The timing of Stock Media Group’s reports, and the subsequent rise of LiveDeal’s stock seemed to correlate. As it became increasingly clear that LiveDeal had become wildly overvalued in late Febraury, the stock began to slip. At $9.27 a share we called it overvalued, noting that LiveDeal was recycling the same excuses for why their revenue was poor from a report issued three years prior. That is, nothing had really changed – except their wildly inflated stock price.
On April 7, Equities.com noted that LiveDeal’s momentous rise was not due to any actual success on the company’s part but rather the result of Stock Media Group’s incessant pumping, and we called for LiveDeal’sbubble to completely pop. Since that article, LiveDeal has lost more than fifty percent of their value.
As we noted, the only thing that could save LiveDeal would be some concrete analysis on the stock that was not paid for. As that has failed to materialize, and the majority of positive coverage on LiveDeal has continued to be Stock Media Group reports, and according to a recent article on Seeking Alpha, shady penny stock brochures and sketchy radio ads, that has not happened.
It’s clear someone is pumping LiveDeal. The question is, how much further will its stock slip? Shares are still up 257 percent on the year, so it still has room to drop.

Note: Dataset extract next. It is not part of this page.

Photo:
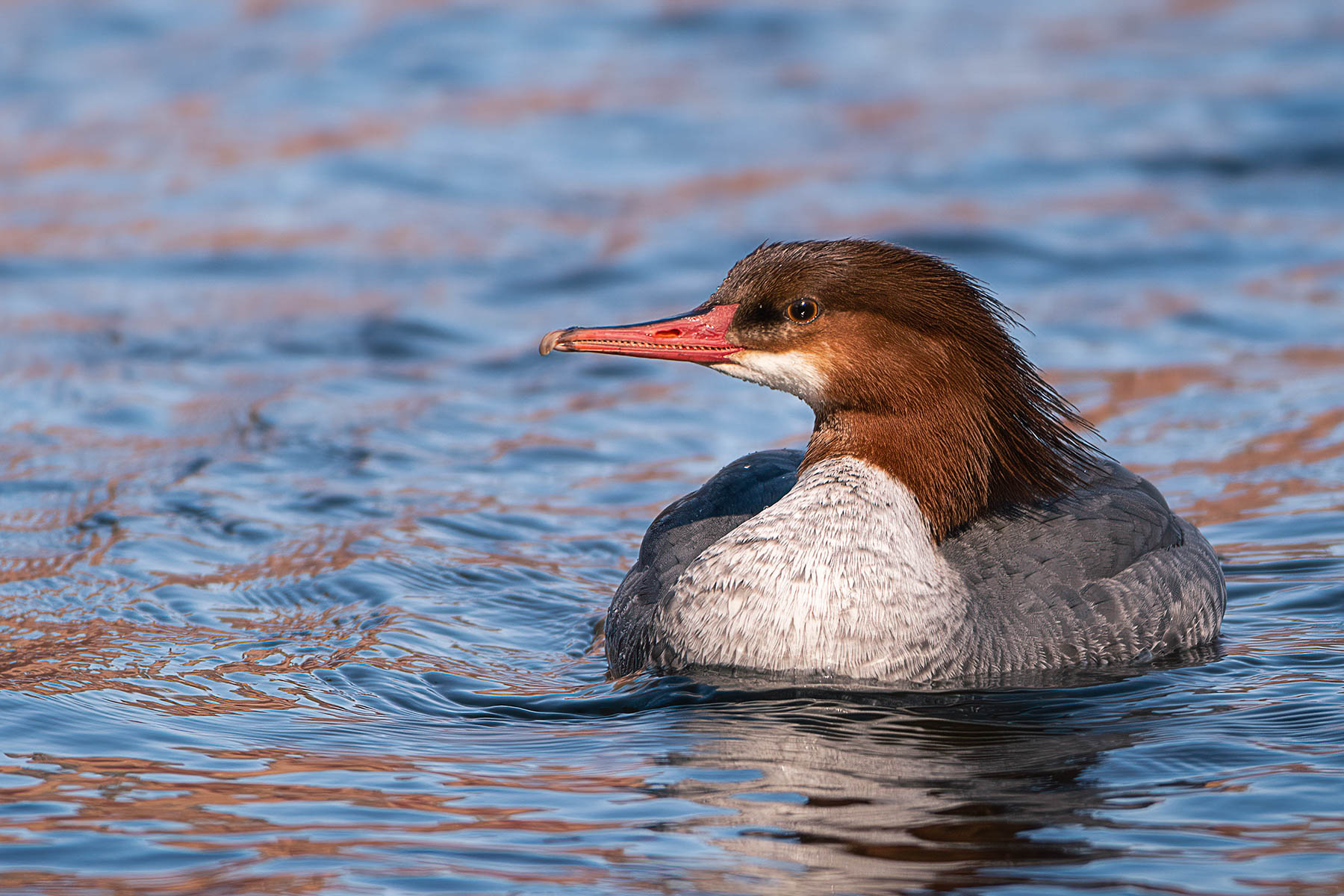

So far, investors haven’t bet en masse on it dropping. The short float is only at 19.11 percent, which is high-ish but certainly not a pile-on. As it continues retreating, it will be interesting to see how much longer investors who went long on LiveDeal hold on, and how much the short increases. It’s traded below $2 as recently as six months ago. If its current free-fall exacerbates, it could go even lower.
LiveDeal sunk 7.14 on the day to hit $3.12 a share. It traded as high as $12 just three months prior.